TIP: Buy a Vienna Card on arrival for visits to lots of attractions and transport – great value.

AND take a ride in a Fiaka.

Writer, Bev Malzard has had many culinary excursions in Vienna and has eaten every dish mentioned above. And she has a little guilty secret that should now be told. She was given a gift of a Sacher Torte, wrapped safely in cellophane and packed into a stylish balsa wood presentation box. It wasn’t a giant cake but one that would nicely feed six well-mannered mouths. She had a morning to kill and sensibly missed breakfast as the long flight back to Sydney from Vienna would be adding a few calories to her over-indulged body.

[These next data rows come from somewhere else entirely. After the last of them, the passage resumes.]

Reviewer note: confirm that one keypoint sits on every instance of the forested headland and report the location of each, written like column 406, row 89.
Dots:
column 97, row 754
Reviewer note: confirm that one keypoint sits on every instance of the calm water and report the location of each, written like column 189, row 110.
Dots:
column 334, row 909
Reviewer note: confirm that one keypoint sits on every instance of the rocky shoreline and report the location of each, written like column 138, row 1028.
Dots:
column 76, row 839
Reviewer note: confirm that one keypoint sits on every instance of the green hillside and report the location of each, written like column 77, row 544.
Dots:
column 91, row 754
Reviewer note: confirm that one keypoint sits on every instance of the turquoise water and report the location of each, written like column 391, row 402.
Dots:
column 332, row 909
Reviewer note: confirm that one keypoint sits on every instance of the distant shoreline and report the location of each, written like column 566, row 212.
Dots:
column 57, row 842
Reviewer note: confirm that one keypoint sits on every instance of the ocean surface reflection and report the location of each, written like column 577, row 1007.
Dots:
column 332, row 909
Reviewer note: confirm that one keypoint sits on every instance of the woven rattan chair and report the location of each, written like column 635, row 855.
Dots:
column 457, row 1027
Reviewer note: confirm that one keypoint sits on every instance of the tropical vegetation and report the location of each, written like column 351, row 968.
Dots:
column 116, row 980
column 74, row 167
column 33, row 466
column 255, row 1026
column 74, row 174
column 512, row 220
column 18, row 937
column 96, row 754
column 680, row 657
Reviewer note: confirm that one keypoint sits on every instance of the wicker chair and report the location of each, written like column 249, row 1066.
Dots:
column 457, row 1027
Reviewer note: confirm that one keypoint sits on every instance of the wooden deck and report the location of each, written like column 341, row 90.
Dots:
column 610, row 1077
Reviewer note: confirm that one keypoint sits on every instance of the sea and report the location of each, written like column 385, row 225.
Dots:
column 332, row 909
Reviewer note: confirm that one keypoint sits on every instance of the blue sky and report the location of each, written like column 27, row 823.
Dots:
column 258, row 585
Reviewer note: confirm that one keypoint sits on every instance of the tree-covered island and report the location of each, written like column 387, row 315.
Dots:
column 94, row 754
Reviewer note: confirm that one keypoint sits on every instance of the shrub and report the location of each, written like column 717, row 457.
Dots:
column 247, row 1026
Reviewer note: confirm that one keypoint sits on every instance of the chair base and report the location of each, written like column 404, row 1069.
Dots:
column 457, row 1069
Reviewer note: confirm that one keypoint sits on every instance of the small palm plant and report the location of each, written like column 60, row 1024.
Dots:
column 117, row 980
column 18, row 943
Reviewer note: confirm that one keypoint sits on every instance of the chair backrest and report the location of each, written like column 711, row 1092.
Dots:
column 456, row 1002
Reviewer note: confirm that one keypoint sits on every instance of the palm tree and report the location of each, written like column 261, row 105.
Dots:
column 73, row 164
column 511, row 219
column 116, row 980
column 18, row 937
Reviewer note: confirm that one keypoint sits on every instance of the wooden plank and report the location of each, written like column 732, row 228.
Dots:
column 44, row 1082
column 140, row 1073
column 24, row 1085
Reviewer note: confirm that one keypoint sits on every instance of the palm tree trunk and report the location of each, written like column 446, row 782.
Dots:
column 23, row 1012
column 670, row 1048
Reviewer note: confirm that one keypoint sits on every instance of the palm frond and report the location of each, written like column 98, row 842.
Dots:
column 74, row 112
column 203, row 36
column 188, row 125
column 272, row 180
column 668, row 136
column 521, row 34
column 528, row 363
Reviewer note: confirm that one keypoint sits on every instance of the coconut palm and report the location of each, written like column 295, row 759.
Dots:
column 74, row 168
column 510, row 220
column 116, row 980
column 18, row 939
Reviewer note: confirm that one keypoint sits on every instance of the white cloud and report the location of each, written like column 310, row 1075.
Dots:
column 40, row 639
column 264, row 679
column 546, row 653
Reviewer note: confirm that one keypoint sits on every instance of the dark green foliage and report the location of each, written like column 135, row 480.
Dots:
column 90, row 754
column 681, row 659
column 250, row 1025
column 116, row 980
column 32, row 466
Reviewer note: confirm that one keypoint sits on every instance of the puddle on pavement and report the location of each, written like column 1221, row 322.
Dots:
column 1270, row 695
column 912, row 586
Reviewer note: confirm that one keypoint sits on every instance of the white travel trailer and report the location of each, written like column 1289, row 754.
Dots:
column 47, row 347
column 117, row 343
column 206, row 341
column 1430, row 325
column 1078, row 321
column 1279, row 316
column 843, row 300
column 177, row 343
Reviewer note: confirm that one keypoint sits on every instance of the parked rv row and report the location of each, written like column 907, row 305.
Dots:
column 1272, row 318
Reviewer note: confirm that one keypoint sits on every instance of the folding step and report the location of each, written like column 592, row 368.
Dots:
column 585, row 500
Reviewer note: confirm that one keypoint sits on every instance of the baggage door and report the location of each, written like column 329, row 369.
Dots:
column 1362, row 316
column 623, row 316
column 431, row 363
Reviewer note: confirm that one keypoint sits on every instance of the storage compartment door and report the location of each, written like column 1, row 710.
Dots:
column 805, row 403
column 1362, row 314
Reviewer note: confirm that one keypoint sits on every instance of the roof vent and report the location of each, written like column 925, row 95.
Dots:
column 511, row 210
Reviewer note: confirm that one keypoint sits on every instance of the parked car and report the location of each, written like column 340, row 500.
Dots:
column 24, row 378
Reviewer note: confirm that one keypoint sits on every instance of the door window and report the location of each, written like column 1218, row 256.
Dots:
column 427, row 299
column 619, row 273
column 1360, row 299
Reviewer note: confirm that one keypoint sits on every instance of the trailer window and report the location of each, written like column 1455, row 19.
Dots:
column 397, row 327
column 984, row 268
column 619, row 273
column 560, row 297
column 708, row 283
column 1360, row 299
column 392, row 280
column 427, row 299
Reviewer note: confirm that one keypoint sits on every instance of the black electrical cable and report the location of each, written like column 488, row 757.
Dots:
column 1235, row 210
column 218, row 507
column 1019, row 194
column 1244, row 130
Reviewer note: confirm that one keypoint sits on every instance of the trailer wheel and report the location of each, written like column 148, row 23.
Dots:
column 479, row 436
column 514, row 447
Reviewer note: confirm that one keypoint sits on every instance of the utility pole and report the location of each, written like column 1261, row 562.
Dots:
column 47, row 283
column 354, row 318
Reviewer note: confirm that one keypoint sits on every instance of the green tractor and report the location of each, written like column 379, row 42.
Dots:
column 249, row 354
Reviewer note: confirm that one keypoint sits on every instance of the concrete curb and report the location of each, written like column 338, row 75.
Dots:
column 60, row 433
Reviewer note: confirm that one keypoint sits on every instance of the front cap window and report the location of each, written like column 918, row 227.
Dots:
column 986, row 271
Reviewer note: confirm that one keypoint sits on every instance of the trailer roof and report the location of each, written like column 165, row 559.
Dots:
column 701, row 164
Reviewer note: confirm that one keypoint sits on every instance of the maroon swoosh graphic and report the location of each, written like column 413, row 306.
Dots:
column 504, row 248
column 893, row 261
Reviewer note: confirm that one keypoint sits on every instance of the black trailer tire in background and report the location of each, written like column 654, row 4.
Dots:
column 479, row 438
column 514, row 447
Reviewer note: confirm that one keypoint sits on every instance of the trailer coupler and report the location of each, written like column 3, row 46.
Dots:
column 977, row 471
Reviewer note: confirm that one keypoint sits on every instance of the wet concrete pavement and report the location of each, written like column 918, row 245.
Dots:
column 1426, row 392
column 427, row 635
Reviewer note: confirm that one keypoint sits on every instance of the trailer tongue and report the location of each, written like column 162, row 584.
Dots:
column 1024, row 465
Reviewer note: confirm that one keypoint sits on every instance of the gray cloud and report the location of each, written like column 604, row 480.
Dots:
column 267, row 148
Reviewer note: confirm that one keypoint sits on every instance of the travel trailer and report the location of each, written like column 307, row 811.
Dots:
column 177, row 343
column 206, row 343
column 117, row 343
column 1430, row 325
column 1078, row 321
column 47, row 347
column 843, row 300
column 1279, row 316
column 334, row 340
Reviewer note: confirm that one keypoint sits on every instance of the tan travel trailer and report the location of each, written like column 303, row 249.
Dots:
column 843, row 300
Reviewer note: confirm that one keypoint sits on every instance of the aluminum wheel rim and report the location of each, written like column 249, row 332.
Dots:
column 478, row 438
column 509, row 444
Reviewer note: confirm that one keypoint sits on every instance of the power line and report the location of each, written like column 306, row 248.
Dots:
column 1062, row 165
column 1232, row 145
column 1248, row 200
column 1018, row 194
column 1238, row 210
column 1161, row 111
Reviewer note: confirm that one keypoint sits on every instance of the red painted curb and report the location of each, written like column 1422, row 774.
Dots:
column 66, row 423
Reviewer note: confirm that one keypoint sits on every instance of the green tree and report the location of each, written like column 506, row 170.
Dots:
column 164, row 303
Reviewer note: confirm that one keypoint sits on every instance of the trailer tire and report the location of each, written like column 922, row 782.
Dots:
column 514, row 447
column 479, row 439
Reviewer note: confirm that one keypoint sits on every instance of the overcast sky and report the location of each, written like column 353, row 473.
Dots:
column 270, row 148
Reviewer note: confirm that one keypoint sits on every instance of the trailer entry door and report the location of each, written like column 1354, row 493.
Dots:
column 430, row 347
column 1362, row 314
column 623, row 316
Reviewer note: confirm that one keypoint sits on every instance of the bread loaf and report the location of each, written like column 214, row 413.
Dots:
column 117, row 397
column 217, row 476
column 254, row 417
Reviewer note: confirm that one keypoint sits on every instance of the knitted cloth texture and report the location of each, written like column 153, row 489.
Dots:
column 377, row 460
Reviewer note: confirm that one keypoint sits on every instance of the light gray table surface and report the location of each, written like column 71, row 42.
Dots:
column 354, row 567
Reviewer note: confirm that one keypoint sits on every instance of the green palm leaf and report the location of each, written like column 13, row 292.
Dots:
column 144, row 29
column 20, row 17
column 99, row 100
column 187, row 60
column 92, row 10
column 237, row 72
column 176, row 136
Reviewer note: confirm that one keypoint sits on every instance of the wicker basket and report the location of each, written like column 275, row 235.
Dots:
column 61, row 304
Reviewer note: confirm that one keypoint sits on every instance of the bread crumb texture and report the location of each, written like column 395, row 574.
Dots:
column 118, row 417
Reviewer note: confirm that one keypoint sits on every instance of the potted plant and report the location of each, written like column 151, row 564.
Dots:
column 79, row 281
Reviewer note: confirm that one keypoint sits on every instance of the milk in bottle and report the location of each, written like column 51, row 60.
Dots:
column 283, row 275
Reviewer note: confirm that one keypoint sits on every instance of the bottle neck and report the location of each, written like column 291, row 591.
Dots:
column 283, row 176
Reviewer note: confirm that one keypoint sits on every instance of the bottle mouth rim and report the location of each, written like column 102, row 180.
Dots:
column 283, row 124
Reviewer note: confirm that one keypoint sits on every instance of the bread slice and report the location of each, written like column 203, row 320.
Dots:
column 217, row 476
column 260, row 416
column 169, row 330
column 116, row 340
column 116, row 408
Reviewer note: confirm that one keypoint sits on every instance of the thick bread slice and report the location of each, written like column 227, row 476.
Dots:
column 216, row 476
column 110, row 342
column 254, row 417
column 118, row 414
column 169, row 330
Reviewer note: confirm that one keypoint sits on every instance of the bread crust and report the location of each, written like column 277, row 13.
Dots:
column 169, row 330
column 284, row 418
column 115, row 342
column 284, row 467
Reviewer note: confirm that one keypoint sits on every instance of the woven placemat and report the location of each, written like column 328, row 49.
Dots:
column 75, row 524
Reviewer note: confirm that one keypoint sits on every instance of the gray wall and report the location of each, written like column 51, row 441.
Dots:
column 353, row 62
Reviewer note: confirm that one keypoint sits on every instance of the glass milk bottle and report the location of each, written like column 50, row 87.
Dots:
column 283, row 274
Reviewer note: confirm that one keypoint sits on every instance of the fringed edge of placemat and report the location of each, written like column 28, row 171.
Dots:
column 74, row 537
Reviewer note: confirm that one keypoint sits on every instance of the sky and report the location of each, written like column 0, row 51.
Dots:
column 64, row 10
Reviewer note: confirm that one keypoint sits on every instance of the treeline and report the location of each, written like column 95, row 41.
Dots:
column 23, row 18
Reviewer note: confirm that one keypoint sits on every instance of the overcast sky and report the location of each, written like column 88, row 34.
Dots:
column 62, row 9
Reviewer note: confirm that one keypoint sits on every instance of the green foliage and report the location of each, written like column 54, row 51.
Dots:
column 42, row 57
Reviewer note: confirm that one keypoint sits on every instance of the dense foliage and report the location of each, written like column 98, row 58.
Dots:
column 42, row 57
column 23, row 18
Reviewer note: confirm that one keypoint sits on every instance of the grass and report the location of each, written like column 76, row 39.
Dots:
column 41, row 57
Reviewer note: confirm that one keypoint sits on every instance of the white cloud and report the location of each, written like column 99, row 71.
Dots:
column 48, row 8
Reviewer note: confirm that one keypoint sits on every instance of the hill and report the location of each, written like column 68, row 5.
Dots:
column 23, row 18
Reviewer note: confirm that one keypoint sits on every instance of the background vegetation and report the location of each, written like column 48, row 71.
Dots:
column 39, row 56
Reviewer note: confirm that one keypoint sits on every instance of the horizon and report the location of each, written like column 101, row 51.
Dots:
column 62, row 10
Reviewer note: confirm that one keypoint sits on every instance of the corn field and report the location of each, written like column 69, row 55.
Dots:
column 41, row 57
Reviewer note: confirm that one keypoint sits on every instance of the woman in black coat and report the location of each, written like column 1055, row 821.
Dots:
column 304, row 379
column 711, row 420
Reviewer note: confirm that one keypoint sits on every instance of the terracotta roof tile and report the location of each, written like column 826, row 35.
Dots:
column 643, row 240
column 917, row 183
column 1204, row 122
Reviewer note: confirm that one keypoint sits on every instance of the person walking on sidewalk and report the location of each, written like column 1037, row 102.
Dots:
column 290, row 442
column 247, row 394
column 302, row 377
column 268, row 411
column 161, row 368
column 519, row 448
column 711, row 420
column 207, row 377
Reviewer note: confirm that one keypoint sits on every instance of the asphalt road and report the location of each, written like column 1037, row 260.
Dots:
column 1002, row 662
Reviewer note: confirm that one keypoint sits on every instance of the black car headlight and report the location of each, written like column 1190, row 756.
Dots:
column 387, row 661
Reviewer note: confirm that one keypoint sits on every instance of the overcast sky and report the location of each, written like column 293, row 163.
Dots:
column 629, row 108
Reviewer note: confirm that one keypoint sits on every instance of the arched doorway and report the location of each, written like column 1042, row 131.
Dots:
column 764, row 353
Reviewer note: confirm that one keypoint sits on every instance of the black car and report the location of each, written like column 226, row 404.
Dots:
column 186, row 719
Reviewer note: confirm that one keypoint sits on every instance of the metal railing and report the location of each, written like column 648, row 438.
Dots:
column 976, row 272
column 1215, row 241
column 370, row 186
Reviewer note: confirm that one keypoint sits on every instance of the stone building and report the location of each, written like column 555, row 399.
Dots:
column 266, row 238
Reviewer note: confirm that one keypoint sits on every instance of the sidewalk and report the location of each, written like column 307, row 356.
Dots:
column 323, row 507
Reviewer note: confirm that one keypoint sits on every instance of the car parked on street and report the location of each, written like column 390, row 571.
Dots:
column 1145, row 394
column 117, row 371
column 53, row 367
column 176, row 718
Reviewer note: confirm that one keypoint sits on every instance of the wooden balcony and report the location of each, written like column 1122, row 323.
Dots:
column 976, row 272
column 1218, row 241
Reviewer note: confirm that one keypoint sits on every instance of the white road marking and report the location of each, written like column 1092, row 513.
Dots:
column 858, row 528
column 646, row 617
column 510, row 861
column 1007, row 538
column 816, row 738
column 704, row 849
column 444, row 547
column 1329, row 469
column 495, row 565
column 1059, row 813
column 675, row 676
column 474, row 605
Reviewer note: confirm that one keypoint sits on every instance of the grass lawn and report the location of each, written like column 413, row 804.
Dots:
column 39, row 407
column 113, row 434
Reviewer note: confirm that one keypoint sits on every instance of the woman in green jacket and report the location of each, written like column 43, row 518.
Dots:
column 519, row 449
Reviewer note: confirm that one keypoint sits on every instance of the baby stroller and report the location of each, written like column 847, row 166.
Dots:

After packing, settling back for a meditative hour or so she thought a cup of tea would be nice. And that damn box of cake began to rattle and hum! She unpacked the cake and ate the entire thing – washed it down with several cups of tea – and felt no shame.

But she was awake for almost the entire flight to Dubai, and on to Sydney. The amount of sugar she had digested had come out to play for 12 hours. The lesson learned? Only eat half the cake in one sitting.